ChIP-seq annotation and visualization

Global Objective

Given a set of ChIP-seq peaks annotate them in order to find associated genes, genomic categories and functional terms.

Data set

For this practical session, the ChIP-seq data and peaks related to following publication will be used: “GATA3 acts upstream of FOXA1 in mediating ESR1 binding by shaping enhancer accessibility.”, Theodorou et al.


1. Plot peak agglomeration around TSS

Using the Galaxy tool “makeTSSDist” we will plot the agglomerative ChIP-seq enrichment around the TSS. One simple solution is to plot the distribution of the distance between peaks and TSSs (relative distance between a peak summit and the TSS of the closest annotated genes).

Procedure

  1. Connect to the “makeTSSDist” software in the Galaxy suite
  2. Select the peak to analyze form your history (For example the ESR1 peaks)
  3. Select the corresponding organism and use the default parameters to run the software

Question: Discus the distribution properties (e.g. modes, mean).

2. Relate peaks to genes

In this step, we will try to associate gene names to peaks that are close to known gene annotations using the “AnnotatePeaks” tool.

Procedure

  1. Connect to the “AnnotatePeaks” software in the Galaxy suite
  2. Select the peak to analyze form your history (For example the ESR1 peaks)
  3. Select the corresponding organism and use the default parameters to run the software
  4. Redo the analysis for a second set of peaks

Question: How many genes are in common between the two peak series?

Without filtering the peaks, the number of artifactual peaks can be relatively high. Filter the peaks using a cutoff on the FDR (<5%) and the fold entichement (>4) and perform again the annotation.

Question: How many genes does remain after this filtering step?

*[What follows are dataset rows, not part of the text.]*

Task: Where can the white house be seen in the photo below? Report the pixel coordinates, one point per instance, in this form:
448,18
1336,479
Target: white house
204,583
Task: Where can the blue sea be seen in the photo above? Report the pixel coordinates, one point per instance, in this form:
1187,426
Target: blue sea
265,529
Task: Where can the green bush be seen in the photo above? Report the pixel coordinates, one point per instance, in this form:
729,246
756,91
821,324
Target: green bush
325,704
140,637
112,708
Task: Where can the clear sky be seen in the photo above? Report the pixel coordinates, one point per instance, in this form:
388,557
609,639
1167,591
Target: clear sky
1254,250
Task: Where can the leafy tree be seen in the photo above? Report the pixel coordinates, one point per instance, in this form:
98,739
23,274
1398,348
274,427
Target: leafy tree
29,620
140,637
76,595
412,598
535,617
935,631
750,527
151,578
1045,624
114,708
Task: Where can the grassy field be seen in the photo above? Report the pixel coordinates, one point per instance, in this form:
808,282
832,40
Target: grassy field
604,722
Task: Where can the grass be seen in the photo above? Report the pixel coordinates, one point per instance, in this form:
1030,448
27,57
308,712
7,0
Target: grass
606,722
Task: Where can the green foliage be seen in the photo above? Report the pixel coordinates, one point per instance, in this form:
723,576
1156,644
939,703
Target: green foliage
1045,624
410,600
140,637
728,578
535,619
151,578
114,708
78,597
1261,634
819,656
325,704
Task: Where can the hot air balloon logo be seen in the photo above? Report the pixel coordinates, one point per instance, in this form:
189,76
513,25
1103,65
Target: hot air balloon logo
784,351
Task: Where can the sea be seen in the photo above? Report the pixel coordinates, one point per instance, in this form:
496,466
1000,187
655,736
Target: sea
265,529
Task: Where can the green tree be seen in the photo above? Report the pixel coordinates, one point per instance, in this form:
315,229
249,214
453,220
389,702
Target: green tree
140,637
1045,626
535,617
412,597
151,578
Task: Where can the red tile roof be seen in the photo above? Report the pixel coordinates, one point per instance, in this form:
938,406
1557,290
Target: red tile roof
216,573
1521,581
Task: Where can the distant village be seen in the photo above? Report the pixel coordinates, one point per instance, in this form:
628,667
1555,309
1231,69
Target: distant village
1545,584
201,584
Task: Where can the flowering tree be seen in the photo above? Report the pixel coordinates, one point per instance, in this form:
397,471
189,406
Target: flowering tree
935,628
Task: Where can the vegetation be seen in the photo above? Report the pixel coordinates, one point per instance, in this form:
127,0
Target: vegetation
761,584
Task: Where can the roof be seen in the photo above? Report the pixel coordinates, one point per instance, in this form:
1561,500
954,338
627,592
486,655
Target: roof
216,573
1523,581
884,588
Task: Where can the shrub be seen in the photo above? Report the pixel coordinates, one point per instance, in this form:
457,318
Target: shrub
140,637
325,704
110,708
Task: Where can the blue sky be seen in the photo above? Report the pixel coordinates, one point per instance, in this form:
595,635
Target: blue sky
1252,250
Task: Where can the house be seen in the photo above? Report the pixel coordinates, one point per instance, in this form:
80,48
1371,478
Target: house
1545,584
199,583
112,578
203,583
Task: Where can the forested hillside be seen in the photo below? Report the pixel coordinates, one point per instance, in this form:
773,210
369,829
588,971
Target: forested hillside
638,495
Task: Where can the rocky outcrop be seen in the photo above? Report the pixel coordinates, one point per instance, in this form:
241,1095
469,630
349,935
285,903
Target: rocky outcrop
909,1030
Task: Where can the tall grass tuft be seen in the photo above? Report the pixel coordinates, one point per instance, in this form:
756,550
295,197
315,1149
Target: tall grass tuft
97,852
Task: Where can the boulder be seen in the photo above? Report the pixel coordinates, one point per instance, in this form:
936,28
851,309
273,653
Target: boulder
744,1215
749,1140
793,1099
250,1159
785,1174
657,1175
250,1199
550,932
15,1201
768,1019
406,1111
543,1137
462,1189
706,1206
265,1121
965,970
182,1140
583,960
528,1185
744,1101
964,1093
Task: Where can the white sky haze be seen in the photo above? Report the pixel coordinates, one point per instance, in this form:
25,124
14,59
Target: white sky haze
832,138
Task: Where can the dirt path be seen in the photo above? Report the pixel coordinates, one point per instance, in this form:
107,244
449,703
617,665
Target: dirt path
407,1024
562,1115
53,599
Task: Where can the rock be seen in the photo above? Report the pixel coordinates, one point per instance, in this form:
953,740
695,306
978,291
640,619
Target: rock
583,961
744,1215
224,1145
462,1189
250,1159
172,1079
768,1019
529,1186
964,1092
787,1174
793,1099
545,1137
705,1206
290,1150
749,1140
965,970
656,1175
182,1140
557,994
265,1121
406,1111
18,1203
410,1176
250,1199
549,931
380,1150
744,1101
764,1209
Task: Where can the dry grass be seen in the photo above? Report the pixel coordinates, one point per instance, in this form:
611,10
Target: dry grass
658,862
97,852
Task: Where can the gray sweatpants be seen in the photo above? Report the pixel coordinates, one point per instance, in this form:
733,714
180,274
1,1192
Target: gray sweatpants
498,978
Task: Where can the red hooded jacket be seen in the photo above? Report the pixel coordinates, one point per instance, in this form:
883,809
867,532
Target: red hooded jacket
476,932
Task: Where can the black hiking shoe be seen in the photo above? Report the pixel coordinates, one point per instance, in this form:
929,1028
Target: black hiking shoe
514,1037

Alternatively we can use the PAVIS software to annotate the peaks (selec the Human/hg19 known genes and upload your peaks.

3. Visualize ChIP enrichment around a given feature

Using the “deepTools heatmapper” we will try to visualize the local enrichment around the TSS for all known genes. Before drawing the heatmap we need to prepare the data by computing a summary matrix of the local ChIP enrichment using “deepTools computeMatrix”.

Procedure

  1. Download the required annotation file (here all UCSC annotated genes) from the UCSC genome browser (go to Table Browser, UCSC Genes and download the annotation as bed file. Save this locally).
  2. Use the obtained annotation file and the previously computed bigWig profile (from your history) as an input to “computeMatrix”.
  3. Use ‘reference point’ as the output option and ‘beginning of region’ as this reference point (TSS).
  4. Using the “heatmapper”, load the obtained matrix data and fill the desired options to plot the heat map.

4. Relate peaks to GO terms

For that specific step we will use the GREAT annotation tools. Connect to GREAT web server and perform a GO annotation for the ESR1 peaks. Alternatively GREAT can be launch directly from UCSC web server (using Table browser Custom track and by selecting send to GREAT).

Procedure

  1. Connect the GREAT web server http://great.stanford.edu
  2. select the genome assembly version (hg19)
  3. upload or paste the peaks obtained previously in BED format
  4. use the whole genome as background and run the software

Question Examine the enriched functional categories.

5. Integrative ChIP-seq analysis of regulatory elements

In this part, we will use the ReMap ReMap software to compare the peaks obtained in the peaks calling tutorial to an extensive regulatory catalog of 8 million transcription factor binding regions defined by collecting all the peaks from ChIP-seq experiments from the ENCODE project + other public datasets from the GEO database. Note that on the ReMap Web site, the term “site” is used to denote a ChIP-seq peak, rather than the precise binding location of a transcription factor

Procedure

  1. Connect the ReMap web server
  2. Go to the Annotation Tool
  3. upload or paste the peaks in BED format (select BED format in the data format selector)
  4. Add your email and run the software with default parameters

Question: What are the TFs associated to your peaks?